Gluten is a divisive topic. Many believe, unless you have celiac disease, it's nothing to worry about, and avoiding it is a fad. However, recent research has shown that it would be better for most of us to avoid gluten and its wheat protein cousin gliadin.

If you look only at the numbers, there is no big difference between pasta and rice. Both have about 130 calories, 25 grams of carbs, one gram of fat and very little vitamins. Wheat pasta, however, contains gluten and gliadin. More and more studies are showing how both contribute to the release of something called zonulin, a protein that modulates the permeability of tight junctions between cells of the wall of the digestive tract. (1

, 2).

Researchers note that zonulin opens the spaces between the cells of the intestinal lining, a problem associated with autoimmune diseases and cancer (1, 3, 4, 5, 6). Although these spaces should naturally open, Zonulin essentially causes them to open too much.

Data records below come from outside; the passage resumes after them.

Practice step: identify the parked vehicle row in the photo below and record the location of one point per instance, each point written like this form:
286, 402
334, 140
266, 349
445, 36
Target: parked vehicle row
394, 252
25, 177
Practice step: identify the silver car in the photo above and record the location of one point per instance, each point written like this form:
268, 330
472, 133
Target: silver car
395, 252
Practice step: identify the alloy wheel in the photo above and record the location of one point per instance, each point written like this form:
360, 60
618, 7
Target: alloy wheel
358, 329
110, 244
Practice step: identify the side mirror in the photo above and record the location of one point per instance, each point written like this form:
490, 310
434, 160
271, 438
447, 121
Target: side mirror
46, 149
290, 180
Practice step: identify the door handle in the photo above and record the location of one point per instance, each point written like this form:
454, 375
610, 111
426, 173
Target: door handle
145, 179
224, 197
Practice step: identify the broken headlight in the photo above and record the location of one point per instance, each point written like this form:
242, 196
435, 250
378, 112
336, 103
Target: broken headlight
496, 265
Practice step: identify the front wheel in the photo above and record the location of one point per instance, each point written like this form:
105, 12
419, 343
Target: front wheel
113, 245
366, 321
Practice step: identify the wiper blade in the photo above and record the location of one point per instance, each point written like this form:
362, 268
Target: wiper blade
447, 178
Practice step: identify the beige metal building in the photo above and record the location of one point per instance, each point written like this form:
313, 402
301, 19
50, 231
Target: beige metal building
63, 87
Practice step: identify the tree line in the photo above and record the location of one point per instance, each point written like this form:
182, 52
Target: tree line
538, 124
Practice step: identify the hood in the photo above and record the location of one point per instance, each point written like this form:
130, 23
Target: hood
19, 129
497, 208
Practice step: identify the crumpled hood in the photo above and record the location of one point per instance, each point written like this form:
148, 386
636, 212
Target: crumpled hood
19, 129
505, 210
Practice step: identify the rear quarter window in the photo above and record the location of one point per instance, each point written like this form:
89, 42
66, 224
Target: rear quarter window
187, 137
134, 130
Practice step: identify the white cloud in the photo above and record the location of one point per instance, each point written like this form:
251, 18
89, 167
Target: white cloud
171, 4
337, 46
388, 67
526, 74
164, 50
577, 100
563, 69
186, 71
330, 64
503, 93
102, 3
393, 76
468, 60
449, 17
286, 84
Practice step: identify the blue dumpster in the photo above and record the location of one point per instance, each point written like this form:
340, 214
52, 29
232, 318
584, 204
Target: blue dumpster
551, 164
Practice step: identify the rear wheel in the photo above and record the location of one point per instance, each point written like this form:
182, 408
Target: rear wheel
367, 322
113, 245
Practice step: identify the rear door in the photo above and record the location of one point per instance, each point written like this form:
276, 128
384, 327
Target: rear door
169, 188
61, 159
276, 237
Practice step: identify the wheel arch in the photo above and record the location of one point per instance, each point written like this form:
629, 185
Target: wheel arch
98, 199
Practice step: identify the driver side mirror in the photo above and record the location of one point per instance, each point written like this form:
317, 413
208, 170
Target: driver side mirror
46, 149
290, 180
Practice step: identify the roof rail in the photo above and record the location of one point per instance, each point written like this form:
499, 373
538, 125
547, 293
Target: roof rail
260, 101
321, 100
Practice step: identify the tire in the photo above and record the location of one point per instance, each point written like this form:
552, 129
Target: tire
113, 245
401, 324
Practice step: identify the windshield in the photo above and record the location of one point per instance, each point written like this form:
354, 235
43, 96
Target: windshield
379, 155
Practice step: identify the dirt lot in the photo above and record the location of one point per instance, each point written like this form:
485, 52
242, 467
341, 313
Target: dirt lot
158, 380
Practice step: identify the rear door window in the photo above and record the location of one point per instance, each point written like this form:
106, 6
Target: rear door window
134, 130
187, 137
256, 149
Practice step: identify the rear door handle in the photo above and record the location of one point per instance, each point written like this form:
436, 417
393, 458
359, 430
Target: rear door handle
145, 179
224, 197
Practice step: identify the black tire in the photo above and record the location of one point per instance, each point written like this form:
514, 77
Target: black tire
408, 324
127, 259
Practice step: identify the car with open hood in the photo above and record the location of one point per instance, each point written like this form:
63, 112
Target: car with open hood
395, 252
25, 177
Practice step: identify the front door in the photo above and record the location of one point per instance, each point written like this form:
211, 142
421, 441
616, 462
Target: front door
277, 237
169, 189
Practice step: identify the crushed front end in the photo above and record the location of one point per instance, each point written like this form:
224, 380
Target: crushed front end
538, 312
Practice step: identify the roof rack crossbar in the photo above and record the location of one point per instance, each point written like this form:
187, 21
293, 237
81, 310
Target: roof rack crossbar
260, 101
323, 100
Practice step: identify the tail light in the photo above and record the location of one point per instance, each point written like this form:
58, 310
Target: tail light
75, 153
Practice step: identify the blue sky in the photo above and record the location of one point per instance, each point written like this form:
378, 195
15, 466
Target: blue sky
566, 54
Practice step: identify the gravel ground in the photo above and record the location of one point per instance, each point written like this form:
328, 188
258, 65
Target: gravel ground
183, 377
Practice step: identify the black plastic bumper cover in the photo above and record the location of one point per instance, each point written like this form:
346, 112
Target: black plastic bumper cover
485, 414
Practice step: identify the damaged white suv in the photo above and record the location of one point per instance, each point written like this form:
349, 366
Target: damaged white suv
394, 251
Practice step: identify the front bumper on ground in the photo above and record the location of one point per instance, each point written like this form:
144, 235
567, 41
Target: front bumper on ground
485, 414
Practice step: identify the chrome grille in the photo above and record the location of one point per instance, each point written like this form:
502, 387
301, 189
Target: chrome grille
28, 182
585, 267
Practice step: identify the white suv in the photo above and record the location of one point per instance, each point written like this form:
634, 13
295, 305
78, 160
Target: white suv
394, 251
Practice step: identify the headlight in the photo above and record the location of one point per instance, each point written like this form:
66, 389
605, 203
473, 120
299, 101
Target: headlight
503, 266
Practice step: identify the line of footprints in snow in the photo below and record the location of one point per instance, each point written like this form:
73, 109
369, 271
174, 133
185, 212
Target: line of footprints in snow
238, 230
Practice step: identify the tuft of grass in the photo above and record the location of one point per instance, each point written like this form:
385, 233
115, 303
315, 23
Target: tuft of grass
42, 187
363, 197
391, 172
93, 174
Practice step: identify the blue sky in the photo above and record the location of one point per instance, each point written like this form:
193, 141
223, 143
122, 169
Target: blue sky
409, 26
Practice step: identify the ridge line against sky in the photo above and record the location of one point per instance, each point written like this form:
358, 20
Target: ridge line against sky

When you consider our intestinal mucosa as a pipeline, Zonulin inserts large holes and does not adhere to substances in body parts, causing problems such as allergic reactions.

It does not matter if you are celiac or not. This is how our body reacts to the wheat that we eat today. Our body considers certain components of wheat as harmful substances, such as bad bacteria, and zonulin is released to open the tight connections in our intestines (1).

If we are able to maintain a strong and intact intestine then we can keep the feed where it needs to be, optimize digestion and limit unwanted food reactions. This is probably a big reason why so many people who are not celiacs are gluten-free because they feel better and perform better without wheat and other gluten-containing foods (7).


Permeable intestine – food, pain and digestion



The truth about gluten


References

  1. Fasano, A. (2012). Zonulin, regulation of tight junctions and autoimmune diseases. Annals of the New York Academy of Sciences, 1258 (1), 25-33.
  2. Simpson, M., Mojibian, M., Barriga, K., Scott, FW, Fasano, A., Rewers, M., and Norris, JM (2009). An investigation of Glb1 homolog antibody levels in children at increased risk for type 1 diabetes mellitus. Pediatric Diabetes, 10 (8), 563.
  3. Di Pierro, M., Lu, R., Uzzau, S., Wang, W., Margarets, K., Pazzani, C., … & Fasano, A. (2001). Zonula occludens toxin structure function analysis: Identification of the tight junctions biologically active fragment and the zonulin receptor binding domain. Journal of Biological Chemistry
  4. Fasano, A., Fiorentini, C., Donelli, G., Uzzau, S., Kaper, J.B., Margaretten, K., & Goldblum, S.E. (1995). Zonula occludens toxin modulates tight junctions by protein kinase C-dependent actin reorganization in vitro. Journal of Clinical Invest, 96 (2), 710-720
  5. Fasano, A. (2011). Zonulin and its regulation of intestinal barrier function: the biological gateway to inflammation, autoimmunity and cancer. Physiological Reviews, 91 (1), 151-175.
  6. Wang, W., Uzzau, S., Goldblum, S.E. & Fasano, A. (2000). Human zonulin, a potential modulator of intestinal tight junctions. Journal of Cell Science, 113 (24), 4435-4440.
  7. Bronski, P., & Jory, M.M. (2012). The Gluten Free Edge: A guide to nutrition and training for athletic excellence and an active, gluten-free life. The experiment.